The most basic role of a conductor is to keep the performers playing together. A musical piece is divided into measures, each with a specified number of beats. Beats are evenly spaced pulses in the music, and the conductor will demonstrate when these beats should occur with hand gestures. These hand gestures may be emphasized with a baton, but many conductors choose to use only their hands, in an effort to provide more expressiveness. While conductors can technically signal beats with whatever gestures they would like, there are some basic patterns that have become standard. For example, if a piece of music has four beats in each measure, *this* pattern is often used. Within this pattern, each beat has an ictus, or a precise moment that signals when the beat should occur. The first beat in the measure, also called the downbeat, is the strongest and most important, so it is signaled with a large downward gesture, with the ictus finally occurring at the bottom of the pattern. In order to make the location of the ictus perfectly clear, the conductor rebounds slightly after each beat. A good conductor ensures that his or her gestures are clear to the ensemble, and conductors who are less visible, like a drum major conducting a marching band, use more rigid conducting patterns to compensate.
All of this technique may seem a bit like overkill. Surely a group of well-trained musicians can play together simply by listening to each other. To a certain extent this is true, and small groups like brass ensembles or barbershop quartets may perform perfectly well without a conductor. However, the larger an ensemble becomes, the more necessary it is for the musicians to have a visual reference for the beat. This is because sound takes time to travel across the ensemble, so if a tuba player is listening to a violinist to determine where the beats in a measure are, the tuba player will be consistently playing too late. With a visual reference for the beat, however, both the tuba player and the violinist play their music in sync, even if it doesn’t sound like it to them. In an orchestra or choir, these sound delays are slight, but can quickly build up over the course of the piece and throw the musicians out of sync. In a marching band, however, players on opposite sides of the field will play nearly a third of a second out of sync if they rely on their ears instead of their eyes. Small ensembles are close enough together that this sound delay is negligible, but they still choose one player as an authority to signal the beginning of the piece and set the tempo or speed of the piece.

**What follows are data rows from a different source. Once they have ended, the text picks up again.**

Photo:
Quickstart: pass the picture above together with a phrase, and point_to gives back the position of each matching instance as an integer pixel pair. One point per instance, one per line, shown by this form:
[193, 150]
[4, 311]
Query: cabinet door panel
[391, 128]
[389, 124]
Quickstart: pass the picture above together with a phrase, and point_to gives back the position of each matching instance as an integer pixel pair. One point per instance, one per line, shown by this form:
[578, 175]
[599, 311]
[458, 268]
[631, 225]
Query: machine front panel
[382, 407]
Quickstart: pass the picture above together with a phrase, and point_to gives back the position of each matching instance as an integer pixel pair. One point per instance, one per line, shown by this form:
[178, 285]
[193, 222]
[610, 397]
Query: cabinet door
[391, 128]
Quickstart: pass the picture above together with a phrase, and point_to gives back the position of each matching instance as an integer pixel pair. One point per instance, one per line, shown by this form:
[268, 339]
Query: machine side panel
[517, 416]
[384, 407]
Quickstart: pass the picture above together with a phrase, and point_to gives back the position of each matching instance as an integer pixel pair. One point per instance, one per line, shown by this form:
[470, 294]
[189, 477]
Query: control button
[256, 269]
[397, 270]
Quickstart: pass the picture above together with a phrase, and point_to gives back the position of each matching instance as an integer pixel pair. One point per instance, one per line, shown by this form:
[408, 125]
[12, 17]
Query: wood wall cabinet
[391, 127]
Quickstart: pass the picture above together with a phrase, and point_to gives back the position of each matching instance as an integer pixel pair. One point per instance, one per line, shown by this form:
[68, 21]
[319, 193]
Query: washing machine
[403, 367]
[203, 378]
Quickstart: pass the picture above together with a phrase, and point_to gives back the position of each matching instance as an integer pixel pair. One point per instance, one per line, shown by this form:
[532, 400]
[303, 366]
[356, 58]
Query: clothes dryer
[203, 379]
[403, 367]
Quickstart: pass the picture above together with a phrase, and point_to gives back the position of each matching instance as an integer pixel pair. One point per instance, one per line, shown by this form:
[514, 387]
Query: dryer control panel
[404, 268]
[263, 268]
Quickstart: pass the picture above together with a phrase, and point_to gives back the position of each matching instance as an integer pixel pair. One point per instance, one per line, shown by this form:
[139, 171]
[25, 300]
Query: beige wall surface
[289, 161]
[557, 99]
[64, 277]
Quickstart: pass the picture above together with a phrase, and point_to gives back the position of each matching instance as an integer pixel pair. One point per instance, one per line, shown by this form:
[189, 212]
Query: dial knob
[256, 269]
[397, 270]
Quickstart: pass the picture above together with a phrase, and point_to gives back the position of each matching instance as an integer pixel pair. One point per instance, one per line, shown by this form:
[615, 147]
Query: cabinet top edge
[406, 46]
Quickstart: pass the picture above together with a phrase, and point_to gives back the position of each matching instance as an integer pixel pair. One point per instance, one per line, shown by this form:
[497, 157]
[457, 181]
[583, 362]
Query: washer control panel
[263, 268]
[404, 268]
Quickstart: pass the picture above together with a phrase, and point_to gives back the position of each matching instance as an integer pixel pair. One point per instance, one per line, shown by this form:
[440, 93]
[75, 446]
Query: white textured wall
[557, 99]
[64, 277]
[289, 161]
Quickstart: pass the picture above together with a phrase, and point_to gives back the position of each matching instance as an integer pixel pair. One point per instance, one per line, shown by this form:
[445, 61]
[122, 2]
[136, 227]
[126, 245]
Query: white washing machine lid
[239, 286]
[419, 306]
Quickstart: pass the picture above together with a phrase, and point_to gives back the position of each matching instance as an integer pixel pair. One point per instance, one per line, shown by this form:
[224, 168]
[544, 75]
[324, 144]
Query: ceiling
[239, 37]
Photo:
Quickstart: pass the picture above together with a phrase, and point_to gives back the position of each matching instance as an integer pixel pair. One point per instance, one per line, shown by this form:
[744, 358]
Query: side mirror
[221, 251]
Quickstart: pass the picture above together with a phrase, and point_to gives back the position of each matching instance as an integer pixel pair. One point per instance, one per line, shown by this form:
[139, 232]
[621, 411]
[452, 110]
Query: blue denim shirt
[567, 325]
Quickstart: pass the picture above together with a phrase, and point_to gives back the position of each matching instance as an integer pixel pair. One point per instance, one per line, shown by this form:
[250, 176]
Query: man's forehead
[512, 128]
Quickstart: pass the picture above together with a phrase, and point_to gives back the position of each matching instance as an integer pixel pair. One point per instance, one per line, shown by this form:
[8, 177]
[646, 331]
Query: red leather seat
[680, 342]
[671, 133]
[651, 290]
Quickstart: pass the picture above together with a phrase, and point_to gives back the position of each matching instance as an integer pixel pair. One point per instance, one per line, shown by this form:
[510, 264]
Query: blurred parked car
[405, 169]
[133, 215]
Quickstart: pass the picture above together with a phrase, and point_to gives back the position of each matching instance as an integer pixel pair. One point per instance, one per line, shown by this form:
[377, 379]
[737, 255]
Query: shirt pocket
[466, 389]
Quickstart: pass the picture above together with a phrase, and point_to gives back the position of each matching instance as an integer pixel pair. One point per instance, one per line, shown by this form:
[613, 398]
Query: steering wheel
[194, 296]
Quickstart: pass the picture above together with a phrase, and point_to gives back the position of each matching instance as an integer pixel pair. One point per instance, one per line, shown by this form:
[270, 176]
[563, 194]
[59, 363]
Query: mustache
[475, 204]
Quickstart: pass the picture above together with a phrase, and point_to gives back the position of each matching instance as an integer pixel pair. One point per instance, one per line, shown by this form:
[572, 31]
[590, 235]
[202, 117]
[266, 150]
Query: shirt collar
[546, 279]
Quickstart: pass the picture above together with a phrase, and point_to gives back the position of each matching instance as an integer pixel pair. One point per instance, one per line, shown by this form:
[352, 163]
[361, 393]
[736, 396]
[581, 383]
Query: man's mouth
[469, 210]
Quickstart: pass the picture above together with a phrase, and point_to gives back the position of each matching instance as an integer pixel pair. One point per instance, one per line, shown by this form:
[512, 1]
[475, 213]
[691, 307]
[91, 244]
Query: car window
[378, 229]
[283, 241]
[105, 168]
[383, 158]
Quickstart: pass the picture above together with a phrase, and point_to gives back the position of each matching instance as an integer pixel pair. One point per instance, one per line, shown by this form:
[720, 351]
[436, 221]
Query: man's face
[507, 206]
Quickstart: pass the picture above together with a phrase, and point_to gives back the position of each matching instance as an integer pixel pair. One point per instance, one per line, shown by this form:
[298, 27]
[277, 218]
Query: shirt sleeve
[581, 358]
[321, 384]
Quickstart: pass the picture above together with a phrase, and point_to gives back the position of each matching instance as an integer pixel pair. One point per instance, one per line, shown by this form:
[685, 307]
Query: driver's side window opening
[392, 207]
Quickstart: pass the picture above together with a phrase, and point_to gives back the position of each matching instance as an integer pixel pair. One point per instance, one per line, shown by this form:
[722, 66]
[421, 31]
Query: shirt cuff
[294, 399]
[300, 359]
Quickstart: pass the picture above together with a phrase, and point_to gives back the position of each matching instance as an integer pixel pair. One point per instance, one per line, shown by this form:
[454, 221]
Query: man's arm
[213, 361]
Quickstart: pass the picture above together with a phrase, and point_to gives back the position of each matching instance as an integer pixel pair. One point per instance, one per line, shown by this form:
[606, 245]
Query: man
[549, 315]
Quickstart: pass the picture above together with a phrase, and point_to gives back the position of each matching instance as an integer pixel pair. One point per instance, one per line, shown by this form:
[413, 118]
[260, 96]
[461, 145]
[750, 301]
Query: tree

Aside from preventing the ensemble from derailing, the conductor is also the authority on the interpretation of the piece. Most stylistic directions in music are left vague, so the conductor will determine whether a phrase should be played more loudly, more delicately, or more sorrowfully. In addition, the piece may contain fermatas, indicating that a note should be held, or caesuras, indicating that the music should briefly pause, and it is the conductor’s job to determine exactly when to resume the piece. These stylistic decisions are communicated either with the conductor’s free hand, or with the style of the conducting pattern itself.